Shares surged more than 9 percent after the government said it will buy shares in three of the largest state-owned banks and it scrapped the tax on share purchases.
The benchmark Shanghai Composite Index, which tracks yuan-denominated A shares and hard-currency B shares, skyrocketed 9.46 percent, or 179.25 points to 2,075.09 points at 11.30am. All 874 companies rose.
The Shenzhen Composite Index, which tracks the smaller domestic stock exchange, lost 8.87 percent, or 48.52 points, to 595.61 points.
The Ministry of Finance and the State Administration announced yesterday that China will scrap the 0.1 percent transaction duty for stock purchases and levy only on sales, effective today.
Meanwhile, China Investment Corp, the nation's US$200 billion sovereign wealth fund, will buy stakes in the country's big-three listed banks on the open market starting today, in a clear initiative to support the stable operation of major stated-owned financial institutions.
These measures injected investors with confidence and had an immediate upward effect on the market.
China's banks surged the most in almost a year led by the three biggest lenders.
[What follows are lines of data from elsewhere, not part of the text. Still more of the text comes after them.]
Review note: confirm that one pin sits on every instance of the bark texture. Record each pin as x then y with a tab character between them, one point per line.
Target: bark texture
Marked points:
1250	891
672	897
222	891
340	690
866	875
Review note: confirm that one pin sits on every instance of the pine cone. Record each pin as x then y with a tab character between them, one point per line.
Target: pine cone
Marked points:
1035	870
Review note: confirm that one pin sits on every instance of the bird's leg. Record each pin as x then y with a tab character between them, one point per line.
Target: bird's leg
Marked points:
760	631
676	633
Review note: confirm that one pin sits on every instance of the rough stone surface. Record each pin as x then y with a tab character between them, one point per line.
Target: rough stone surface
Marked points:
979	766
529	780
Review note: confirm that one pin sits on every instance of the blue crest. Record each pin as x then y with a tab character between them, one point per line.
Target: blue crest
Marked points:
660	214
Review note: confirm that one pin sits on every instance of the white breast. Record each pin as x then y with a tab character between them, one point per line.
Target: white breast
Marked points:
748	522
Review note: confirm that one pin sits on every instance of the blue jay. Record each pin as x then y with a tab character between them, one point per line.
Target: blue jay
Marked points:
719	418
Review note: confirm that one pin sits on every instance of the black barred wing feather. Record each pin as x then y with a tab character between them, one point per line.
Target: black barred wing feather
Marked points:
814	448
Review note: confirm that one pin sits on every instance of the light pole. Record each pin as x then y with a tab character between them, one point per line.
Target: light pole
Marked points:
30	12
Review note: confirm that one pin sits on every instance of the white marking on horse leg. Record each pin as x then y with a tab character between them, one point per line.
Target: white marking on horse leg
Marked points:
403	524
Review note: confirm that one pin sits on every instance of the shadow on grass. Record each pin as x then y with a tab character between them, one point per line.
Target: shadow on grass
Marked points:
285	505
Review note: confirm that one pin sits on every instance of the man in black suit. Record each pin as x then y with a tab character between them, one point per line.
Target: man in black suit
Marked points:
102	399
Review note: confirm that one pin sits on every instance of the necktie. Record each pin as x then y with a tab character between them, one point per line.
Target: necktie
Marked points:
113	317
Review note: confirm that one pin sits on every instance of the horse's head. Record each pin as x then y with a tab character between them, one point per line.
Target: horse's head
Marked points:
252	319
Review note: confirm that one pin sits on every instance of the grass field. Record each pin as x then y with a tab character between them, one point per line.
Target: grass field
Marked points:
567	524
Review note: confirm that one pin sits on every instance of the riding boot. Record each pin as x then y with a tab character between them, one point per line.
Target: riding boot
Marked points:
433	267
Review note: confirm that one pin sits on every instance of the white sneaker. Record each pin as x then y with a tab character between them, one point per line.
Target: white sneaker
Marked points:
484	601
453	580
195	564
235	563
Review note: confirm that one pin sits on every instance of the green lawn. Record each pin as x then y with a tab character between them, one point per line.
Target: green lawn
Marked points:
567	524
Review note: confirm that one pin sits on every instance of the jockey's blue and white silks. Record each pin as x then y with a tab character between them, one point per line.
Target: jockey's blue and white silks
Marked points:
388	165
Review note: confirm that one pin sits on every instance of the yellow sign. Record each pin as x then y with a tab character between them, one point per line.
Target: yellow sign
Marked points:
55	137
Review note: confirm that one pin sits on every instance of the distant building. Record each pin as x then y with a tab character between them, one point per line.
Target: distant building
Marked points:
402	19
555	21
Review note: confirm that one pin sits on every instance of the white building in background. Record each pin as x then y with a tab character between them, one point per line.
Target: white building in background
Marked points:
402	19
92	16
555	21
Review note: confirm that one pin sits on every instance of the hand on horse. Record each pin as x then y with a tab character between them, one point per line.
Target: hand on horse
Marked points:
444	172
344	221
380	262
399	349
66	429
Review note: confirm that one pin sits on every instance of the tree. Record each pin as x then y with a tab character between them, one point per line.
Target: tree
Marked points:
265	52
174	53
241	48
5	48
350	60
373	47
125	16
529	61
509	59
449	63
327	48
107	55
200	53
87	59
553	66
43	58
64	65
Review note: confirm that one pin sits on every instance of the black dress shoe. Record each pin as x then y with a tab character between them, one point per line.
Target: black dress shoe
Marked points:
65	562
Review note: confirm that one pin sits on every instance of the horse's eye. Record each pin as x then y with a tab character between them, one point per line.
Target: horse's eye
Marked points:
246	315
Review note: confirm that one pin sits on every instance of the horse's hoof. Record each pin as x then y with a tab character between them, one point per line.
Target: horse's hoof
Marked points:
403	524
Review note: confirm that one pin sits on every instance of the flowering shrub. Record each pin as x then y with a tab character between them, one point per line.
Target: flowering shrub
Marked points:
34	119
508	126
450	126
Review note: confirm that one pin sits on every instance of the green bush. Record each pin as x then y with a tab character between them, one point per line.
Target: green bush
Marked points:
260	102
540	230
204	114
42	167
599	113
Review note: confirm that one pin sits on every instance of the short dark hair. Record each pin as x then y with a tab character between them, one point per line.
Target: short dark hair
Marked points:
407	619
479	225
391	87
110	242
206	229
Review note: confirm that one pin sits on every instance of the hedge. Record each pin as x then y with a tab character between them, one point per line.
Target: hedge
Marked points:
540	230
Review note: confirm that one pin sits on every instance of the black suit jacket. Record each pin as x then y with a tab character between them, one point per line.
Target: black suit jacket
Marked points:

Industrial & Commercial Bank of China Ltd, Bank of China Ltd and China Construction Bank Corp, all surgedthe 10 percent limit, to 3.78 yuan, 3.36 yuan and 4.19 yuan respectively.
Bank stocks across Asia-Pacific climbed this morning after US shares rose after the US government said it was considering a plan to shore up the financial system. US Senator Charles Schumer proposed a new agency yesterday to pump capital into financial companies after Lehman Brothers Holdings Inc collapsed and the government stepped in to rescue its biggest insurer.
ICBC shares have fallen 54 percent this year in Shanghai, while Construction Bank has slumped 57 percent and Bank of China is down 49 percent. The central bank this week reduced the benchmark one-year lending rate while keeping the deposit rate unchanged, harming loan profitability.
Most financial companies jumped the 10 percent daily cap this morning. Haitong Securities Co, the country's largest listed brokerage by market value, jumped 10 percent to 15.42 yuan. Sinolink Securities Co and CITIC Securities Co both jumped 10 percent to 28.89 yuan and 17.88 yuan respectively.
Stocks also rallied as a government agency said it supported buybacks by state enterprises.
China's state-owned companies should be role models in promoting stable development of the nation's capital markets by buying back shares in the publicly-traded units, the State-owned Assets Supervision and Administration Commission said yesterday.
PetroChina, the country's largest oil producer and the market's biggest component, advanced 9.96 percent to 11.04 yuan. China Petroleum & Chemical Corp, the country's biggest oil refiner, surged 9.96 percent to 9.94 yuan.
China Vanke co, the country's largest publicly listed property developer, rose the 10 percent daily limit to 5.69 yuan. Poly Real Estate Group Co, China's second-largest developer by market value, gained 9.97 percent to 13.13 yuan while Shanghai-based Shimao Property Co added 9.96 percent to 7.95 yuan.